Ich persönlich kann diesen Kerl nicht leiden. Sein ganzes Wesen widerstrebt mir. Er wirkt auf mich wie ein Hippie, und ich lasse ihn nur Franzi zuliebe ins Haus. Bei seinem letzten Besuch, als Franzi gerade in der Küche zu tun hatte, trieb ich meine Gastfreundschaft so weit, ihm den Bauch zu kraulen. Hunde haben das gern. Sie haben es so gern, daß sie sich auf den Rücken legen und die Beine von sich strecken, um das Gekraultwerden zu genießen.
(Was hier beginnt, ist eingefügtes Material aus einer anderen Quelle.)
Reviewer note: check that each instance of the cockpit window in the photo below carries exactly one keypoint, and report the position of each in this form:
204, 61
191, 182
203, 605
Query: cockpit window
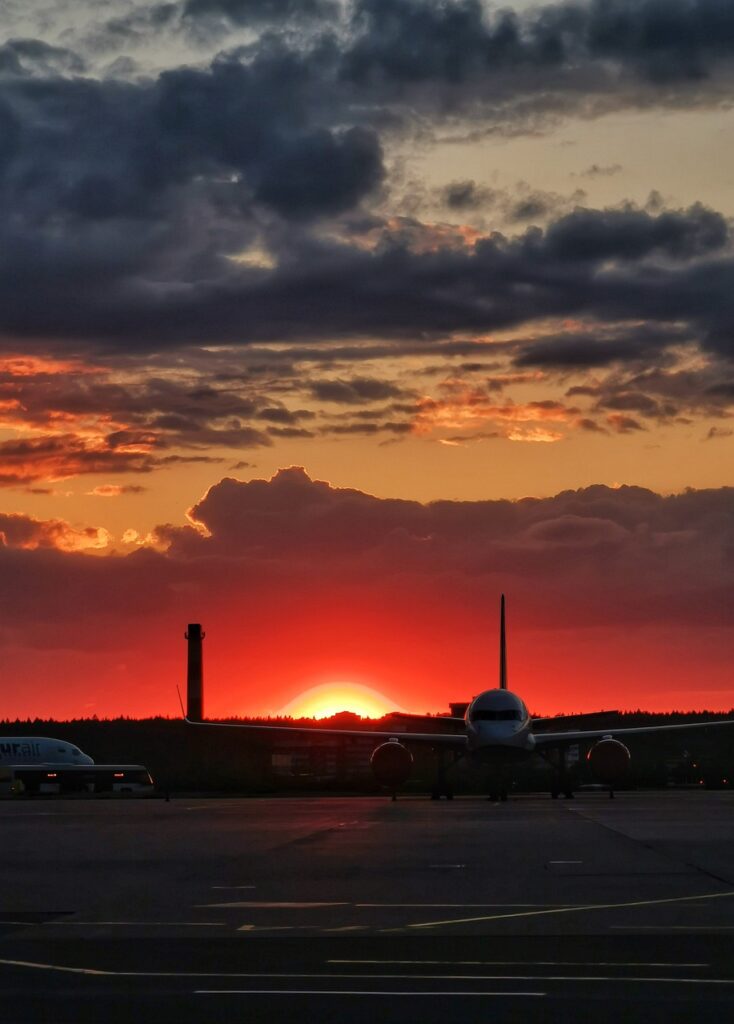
506, 715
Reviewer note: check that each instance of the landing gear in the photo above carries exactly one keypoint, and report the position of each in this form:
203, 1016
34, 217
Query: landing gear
441, 786
562, 783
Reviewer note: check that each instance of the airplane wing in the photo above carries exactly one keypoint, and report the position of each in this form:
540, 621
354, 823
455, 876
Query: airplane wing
456, 740
589, 716
578, 735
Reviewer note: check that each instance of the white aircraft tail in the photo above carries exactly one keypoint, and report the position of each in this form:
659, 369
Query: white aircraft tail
503, 646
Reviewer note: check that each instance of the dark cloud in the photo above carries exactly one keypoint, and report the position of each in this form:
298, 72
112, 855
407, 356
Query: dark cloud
601, 170
33, 56
467, 196
353, 391
249, 12
26, 532
646, 558
627, 576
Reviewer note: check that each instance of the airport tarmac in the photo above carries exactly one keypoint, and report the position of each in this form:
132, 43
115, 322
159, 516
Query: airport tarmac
340, 908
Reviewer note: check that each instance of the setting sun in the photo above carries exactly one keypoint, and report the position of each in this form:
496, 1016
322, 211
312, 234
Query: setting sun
330, 698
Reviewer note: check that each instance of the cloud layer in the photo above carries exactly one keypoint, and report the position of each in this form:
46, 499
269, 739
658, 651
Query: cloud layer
387, 590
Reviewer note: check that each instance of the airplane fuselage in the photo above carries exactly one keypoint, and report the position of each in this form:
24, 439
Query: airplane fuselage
40, 751
499, 728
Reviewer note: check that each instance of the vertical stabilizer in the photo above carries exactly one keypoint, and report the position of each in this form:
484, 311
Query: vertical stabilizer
195, 673
503, 646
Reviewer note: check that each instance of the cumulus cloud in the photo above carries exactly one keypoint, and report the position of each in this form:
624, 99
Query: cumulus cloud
27, 534
646, 557
393, 591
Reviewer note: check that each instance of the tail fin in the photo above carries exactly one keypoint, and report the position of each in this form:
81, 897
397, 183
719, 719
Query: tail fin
503, 646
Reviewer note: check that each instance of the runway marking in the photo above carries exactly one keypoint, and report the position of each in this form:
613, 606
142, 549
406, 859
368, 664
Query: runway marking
249, 905
674, 928
433, 906
572, 909
370, 977
349, 991
377, 963
142, 924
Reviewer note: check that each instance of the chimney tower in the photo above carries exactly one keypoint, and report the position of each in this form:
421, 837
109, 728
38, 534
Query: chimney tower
195, 673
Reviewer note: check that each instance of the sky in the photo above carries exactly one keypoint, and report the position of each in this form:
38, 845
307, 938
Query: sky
325, 322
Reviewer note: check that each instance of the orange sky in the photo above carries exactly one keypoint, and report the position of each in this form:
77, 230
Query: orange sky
471, 267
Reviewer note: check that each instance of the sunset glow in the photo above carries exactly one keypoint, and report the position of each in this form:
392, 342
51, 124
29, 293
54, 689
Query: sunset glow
325, 324
331, 698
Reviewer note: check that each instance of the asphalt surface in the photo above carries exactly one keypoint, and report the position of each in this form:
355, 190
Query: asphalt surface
340, 909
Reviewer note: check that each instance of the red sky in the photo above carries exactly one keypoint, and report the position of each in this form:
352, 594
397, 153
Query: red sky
472, 264
616, 598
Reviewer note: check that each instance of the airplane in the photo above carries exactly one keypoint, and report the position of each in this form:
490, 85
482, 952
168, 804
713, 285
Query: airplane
38, 764
497, 732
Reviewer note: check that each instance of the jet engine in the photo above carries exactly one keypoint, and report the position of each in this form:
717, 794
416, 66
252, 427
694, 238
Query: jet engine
391, 763
609, 760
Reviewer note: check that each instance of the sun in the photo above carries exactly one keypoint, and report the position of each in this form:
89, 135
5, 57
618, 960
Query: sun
330, 698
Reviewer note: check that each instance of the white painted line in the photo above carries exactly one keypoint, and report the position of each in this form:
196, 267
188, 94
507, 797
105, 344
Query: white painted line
573, 909
364, 977
377, 963
350, 991
254, 905
673, 928
139, 924
433, 906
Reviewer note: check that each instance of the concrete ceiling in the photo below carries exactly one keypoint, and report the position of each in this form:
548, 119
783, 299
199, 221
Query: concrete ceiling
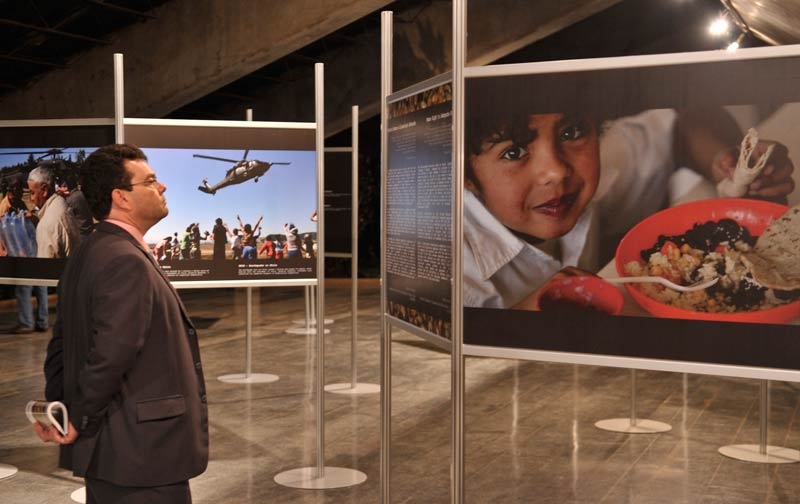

»Liebes Hundi, herziges Hundi«, brummte ich während des Kraulens vor mich hin. »Hundi freut sich, wenn man ihm Bauch kitzelt, nicht wahr.«
»Keine Spur«, kam laut und deutlich die Antwort. »Ich freue mich überhaupt nicht. Aber ich kann mir nicht helfen. So ist das Leben.«
Ich war einigermaßen verblüfft. Wie? Dieser Wechselbalg von einem Köter, der sich die ganze Zeit auf der Straße herumtrieb und nicht einmal die primitivste Schulbildung besaß, sprach ein fehlerfreies Hebräisch?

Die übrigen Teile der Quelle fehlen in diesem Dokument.